Berlin (ots) - Wolodymyr Selenskyj ist sich sicher, dass bald schon
Nato-Soldaten in der Ukraine sein werden. Und zwar nicht ein paar, sondern
tausende, sagte der ukrainische Präsident beim Treffen mit dem Präsidenten des
Europäischen Rates, António Costa, am Freitag in der westukrainischen Grenzstadt
Uschhorod. Die Information, dass es sich um 10 000 Soldaten handeln soll, wollte
Selenskyj nicht bestätigen, nur den Fakt, dass Nato-Soldaten kommen werden. Auch
wenn es "noch etwas zu früh" sei, um darüber zu reden.

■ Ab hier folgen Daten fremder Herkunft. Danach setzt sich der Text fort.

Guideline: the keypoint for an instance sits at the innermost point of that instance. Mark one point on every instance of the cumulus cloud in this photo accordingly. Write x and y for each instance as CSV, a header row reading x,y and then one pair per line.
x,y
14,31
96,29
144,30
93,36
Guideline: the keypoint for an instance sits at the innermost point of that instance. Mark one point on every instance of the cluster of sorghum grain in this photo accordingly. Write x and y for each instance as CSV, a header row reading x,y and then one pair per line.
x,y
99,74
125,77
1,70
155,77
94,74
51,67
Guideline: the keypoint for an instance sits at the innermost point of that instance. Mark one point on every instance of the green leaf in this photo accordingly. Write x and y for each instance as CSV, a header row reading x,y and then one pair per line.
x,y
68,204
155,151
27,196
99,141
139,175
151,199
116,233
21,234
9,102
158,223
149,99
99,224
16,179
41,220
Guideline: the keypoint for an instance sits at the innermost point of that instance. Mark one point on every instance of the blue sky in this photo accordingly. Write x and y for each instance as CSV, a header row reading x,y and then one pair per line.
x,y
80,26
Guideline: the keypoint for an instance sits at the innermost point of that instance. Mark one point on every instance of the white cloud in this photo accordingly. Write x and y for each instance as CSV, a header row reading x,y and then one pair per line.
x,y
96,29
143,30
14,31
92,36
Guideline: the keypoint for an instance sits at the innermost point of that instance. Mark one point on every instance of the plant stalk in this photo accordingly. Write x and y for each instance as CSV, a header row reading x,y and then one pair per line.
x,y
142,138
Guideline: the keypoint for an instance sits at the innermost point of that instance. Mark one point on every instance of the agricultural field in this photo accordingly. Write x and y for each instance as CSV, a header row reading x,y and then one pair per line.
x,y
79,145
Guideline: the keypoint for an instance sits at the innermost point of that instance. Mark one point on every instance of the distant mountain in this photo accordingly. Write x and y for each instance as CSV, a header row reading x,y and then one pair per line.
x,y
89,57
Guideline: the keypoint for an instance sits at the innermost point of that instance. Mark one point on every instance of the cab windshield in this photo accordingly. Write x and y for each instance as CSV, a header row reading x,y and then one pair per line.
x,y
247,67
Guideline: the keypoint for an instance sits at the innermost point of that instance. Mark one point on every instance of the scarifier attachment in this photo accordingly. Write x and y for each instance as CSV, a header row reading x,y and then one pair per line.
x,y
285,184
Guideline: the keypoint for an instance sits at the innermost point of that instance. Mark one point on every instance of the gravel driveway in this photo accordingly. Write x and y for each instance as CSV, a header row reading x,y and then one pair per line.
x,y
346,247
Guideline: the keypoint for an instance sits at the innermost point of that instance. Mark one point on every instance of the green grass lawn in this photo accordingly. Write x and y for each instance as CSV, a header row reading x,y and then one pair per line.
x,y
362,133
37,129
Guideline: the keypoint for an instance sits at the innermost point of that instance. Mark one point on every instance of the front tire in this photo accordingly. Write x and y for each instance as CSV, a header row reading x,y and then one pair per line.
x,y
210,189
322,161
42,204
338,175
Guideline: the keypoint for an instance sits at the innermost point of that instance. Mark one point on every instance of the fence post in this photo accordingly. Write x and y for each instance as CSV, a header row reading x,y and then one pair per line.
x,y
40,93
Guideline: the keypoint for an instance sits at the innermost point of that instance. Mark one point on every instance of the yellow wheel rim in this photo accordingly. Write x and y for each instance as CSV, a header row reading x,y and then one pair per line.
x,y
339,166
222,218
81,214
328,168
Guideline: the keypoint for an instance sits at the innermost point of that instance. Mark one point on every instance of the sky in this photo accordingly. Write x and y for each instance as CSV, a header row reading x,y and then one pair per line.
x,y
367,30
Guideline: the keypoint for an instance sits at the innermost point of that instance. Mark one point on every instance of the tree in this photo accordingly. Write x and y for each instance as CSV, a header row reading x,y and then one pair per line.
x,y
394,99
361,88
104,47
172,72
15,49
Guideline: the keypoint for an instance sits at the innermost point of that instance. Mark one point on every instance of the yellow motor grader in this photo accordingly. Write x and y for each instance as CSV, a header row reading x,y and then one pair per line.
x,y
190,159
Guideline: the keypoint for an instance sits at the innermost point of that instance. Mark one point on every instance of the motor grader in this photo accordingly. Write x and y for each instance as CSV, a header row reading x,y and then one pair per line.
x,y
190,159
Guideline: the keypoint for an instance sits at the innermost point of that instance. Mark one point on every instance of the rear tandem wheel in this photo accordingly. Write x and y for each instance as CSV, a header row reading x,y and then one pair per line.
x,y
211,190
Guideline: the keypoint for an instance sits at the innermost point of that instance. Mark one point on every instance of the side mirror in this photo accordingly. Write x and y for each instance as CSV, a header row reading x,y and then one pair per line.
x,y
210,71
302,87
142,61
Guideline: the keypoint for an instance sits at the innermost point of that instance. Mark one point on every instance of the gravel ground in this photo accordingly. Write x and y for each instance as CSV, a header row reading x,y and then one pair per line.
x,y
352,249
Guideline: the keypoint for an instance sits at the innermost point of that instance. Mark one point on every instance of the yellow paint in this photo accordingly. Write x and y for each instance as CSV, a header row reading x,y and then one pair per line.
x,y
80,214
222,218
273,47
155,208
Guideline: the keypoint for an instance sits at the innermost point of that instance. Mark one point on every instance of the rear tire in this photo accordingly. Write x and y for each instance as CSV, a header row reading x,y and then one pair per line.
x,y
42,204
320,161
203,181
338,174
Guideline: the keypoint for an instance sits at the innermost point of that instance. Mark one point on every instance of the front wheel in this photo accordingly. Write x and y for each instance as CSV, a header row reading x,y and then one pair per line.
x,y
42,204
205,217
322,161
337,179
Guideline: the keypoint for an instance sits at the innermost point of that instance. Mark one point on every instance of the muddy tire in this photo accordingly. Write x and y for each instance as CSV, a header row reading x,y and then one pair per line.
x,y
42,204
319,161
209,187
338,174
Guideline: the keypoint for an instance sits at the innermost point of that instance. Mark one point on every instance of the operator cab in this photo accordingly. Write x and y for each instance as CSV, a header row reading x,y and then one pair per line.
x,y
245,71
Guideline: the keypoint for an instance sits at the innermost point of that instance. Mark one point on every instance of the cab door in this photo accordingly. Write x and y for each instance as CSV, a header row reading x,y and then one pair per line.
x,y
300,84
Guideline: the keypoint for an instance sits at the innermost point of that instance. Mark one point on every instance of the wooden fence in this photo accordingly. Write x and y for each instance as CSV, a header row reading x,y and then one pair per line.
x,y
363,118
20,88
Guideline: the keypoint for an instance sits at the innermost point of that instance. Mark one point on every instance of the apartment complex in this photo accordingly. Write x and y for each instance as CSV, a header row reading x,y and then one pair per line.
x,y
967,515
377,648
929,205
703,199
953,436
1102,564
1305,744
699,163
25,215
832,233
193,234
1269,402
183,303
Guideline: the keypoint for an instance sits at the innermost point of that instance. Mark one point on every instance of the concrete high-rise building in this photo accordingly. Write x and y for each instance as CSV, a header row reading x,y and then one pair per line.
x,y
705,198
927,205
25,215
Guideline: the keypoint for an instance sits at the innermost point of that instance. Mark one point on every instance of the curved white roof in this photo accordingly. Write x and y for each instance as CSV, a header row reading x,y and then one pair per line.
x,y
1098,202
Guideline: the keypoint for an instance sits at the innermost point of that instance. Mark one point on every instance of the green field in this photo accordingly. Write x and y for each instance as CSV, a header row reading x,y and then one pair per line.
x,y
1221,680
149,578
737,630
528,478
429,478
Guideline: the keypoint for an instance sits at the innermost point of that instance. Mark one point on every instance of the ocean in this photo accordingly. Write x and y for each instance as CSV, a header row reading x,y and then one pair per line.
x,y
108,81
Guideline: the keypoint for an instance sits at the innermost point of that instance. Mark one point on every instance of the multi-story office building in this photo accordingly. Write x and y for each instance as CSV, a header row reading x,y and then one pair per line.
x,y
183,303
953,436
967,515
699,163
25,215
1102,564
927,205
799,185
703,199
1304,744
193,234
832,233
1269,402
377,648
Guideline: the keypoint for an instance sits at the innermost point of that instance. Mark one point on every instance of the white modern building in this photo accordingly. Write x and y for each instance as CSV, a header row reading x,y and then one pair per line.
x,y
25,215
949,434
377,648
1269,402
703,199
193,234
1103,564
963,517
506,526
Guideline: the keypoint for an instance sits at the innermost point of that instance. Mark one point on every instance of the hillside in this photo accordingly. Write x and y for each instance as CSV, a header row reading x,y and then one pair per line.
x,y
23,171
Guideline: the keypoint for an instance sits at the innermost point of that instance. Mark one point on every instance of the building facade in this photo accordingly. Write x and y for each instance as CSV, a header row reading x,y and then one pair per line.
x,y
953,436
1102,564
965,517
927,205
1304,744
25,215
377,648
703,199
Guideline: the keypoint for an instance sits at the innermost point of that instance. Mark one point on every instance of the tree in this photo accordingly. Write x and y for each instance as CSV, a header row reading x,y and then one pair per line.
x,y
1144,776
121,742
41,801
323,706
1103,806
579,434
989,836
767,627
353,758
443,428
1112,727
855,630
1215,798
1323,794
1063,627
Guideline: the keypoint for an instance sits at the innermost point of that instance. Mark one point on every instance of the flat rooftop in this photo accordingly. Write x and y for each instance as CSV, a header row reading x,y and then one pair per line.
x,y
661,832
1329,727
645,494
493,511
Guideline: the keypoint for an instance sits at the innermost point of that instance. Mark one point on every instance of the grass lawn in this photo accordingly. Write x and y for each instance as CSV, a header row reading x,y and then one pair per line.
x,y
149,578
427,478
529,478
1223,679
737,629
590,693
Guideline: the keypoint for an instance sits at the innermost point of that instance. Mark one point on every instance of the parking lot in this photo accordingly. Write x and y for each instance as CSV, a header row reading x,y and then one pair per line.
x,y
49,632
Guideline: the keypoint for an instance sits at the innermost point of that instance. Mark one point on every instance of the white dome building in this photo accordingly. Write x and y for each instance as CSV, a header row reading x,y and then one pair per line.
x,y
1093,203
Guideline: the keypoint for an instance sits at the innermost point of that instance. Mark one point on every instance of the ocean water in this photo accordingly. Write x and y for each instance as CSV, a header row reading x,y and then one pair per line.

Genau das hatten tags zuvor die Ukraine und die sie unterstützende "Koalition
der Willigen" in Paris getan. Darüber geredet, wie man Soldaten zur
Friedenssicherung entsenden kann. Und das, ohne einen Plan zu haben, wie der
Krieg nach dreieinhalb Jahren beendet werden kann. Sicherlich ist es sinnvoll,
eine Vorstellung zu haben, wie man einen Frieden sichert und die Ukraine davor
bewahrt, erneut von Russland angegriffen zu werden. Doch sollte man auch einen
Plan haben, wie man die Waffen zum Schweigen bringen kann, also den ersten
Schritt vor dem zweiten Schritt macht, und nicht umgekehrt. Diesen gibt es aber
nicht.
Ehrlich gesagt, hätte man sich das Treffen in Paris auch sparen können. Außer
viel heißer Luft und einer ordentlichen Portion Schadstoffemissionen hat es
nichts gebracht. Nicht einmal Selenskyj, der harte Sicherheitsgarantien
gefordert hatte, konnte hinterher aufzählen, wer denn nun bereit ist, diese zu
gewähren. Für den ukrainischen Präsidenten ist das nach der großangelegten
propagandistischen Vorbereitung ein Reinfall. Da helfen auch keine Versuche des
Präsidentenbüros, den Pariser Gipfel als großen Erfolg zu verkaufen, der eine
breite Rückendeckung für die Ukraine demonstriert habe.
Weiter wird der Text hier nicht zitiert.